Wikis - Page

IDM Proven Practices: Efficient IDM Input/Output Transformation Value Mappings

2 Likes
I've been asked a few times about the purpose of various policysets; for what purpose do we have this one vs. that one? Why Event vs. Command, or Creation vs. Placement? There are reasons for all of them, and if followed properly life can be much simpler than if lumping everything under one policyset and hoping for the best.

Today I was preparing for a training and noticed the following snippet of XML in a Command Transformation policyset, which works very well, and is still totally wrong according to proven or best practices:
<?xml version="1.0" encoding="UTF-8"?><!DOCTYPE policy PUBLIC "policy-builder-dtd" "/root/designer/plugins/com.novell.idm.policybuilder_4.0.0.201505010256/DTD/dirxmlscript4.5.1.dtd"><policy>
<rule>
<description>If Active, set employeeStatus to A</description>
<conditions>
<and>
<if-op-attr mode="nocase" name="employeeStatus" op="changing-to">Active</if-op-attr>
</and>
</conditions>
<actions>
<do-reformat-op-attr name="employeeStatus">
<arg-value type="string">
<token-text xml:space="preserve">A</token-text>
</arg-value>
</do-reformat-op-attr>
</actions>
</rule>
<rule>
<description>If Inactive, set employeeStatus to I</description>
<conditions>
<and>
<if-op-attr mode="nocase" name="employeeStatus" op="changing-to">Inactive</if-op-attr>
</and>
</conditions>
<actions>
<do-reformat-op-attr name="employeeStatus">
<arg-value type="string">
<token-text xml:space="preserve">L</token-text>
</arg-value>
</do-reformat-op-attr>
</actions>
</rule>
<rule>
<description>If Terminated, set employeeStatus to T</description>
<conditions>
<and>
<if-op-attr mode="nocase" name="employeeStatus" op="changing-to">Terminated</if-op-attr>
</and>
</conditions>
<actions>
<do-reformat-op-attr name="employeeStatus">
<arg-value type="string">
<token-text xml:space="preserve">T</token-text>
</arg-value>
</do-reformat-op-attr>
<do-veto/>
</actions>
</rule>
</policy>

This code works just fine transforming values from their application versions ('Terminated', 'Active', and 'Inactive') to their Identity Vault equivalents ('T', 'A', and 'L', respectively). Nothing too crazy or slow, although the veto at the end there makes the last transformation to 'T' completely irrelevant as it will never see the light of day. Ironically, that may be the only bit of code I think should remain in this entire policy.
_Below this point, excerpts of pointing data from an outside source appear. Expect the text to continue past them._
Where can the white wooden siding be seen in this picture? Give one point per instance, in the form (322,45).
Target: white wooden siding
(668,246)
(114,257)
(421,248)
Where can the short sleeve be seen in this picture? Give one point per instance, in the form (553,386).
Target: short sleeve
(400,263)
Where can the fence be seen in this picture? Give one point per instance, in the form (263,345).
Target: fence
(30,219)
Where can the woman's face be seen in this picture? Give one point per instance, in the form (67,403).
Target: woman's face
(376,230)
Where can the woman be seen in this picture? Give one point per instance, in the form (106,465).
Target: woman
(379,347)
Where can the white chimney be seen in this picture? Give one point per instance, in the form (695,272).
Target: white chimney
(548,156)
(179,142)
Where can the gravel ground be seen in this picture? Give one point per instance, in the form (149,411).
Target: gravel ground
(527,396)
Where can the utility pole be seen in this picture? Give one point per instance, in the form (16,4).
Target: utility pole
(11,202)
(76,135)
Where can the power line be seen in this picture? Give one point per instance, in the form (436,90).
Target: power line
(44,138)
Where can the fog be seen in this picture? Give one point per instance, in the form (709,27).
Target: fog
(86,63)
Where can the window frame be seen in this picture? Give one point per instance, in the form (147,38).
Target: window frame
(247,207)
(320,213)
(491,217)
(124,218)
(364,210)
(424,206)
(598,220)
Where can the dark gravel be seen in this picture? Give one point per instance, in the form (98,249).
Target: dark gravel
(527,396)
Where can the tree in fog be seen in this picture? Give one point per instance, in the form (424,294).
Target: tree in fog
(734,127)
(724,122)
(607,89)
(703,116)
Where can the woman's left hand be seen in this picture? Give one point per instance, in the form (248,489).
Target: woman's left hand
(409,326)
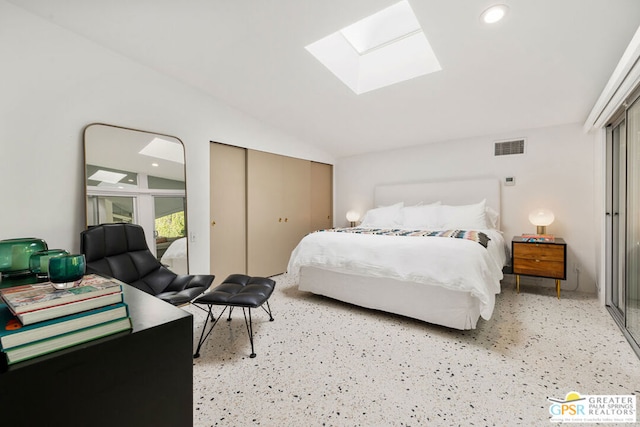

That comment may not be glowing praise, but it's not the condemnation given earlier stating it was all wrong. The reason this code is wrong is less about its zeroes and ones and more about its placement in the driver configuration object. In this case, this rule came from the Command Transformation Policyset , and while it works there it is, by definition, code meant to transform values from the application-specific versions ('Active', etc.) to their Vault values ('A', etc.), and therefore, unless something is really holding it back, this code should be in the Input Transformation Policyset (ITP), and the code that transforms back to the application version of things should be in the Output Transformation Policyset (OTP). There are some big reasons why.

  1. Maintenance: This code assumes that all logic comes from the application to the Vault, and in this case that's probably valid. This is a simple JDBC driver connected to a simple HR application, so it is meant to get data from the application and send them on into the Vault without further ado. In most cases, it does just that, very nicely even, and life goes on. Testing creates in the HR application works perfectly, and besides wasting cycles on the Terminate case (reformatting before vetoing) the results are ideal. The problem, though, is for everything else that may happen in the future.Pretend that sometime in the future when you have forgotten all about this that you need to add some new logic to set some important attributes on the object on a create. One of those is going to rely on this attribute, or something else from the application which is being similarly transformed, and so it will query for values back in the application to see what is happening there before (for example) adding a user to a group based on employeeStatus (the Vault attribute schema-mapped to the application's hr_status). What could be easier?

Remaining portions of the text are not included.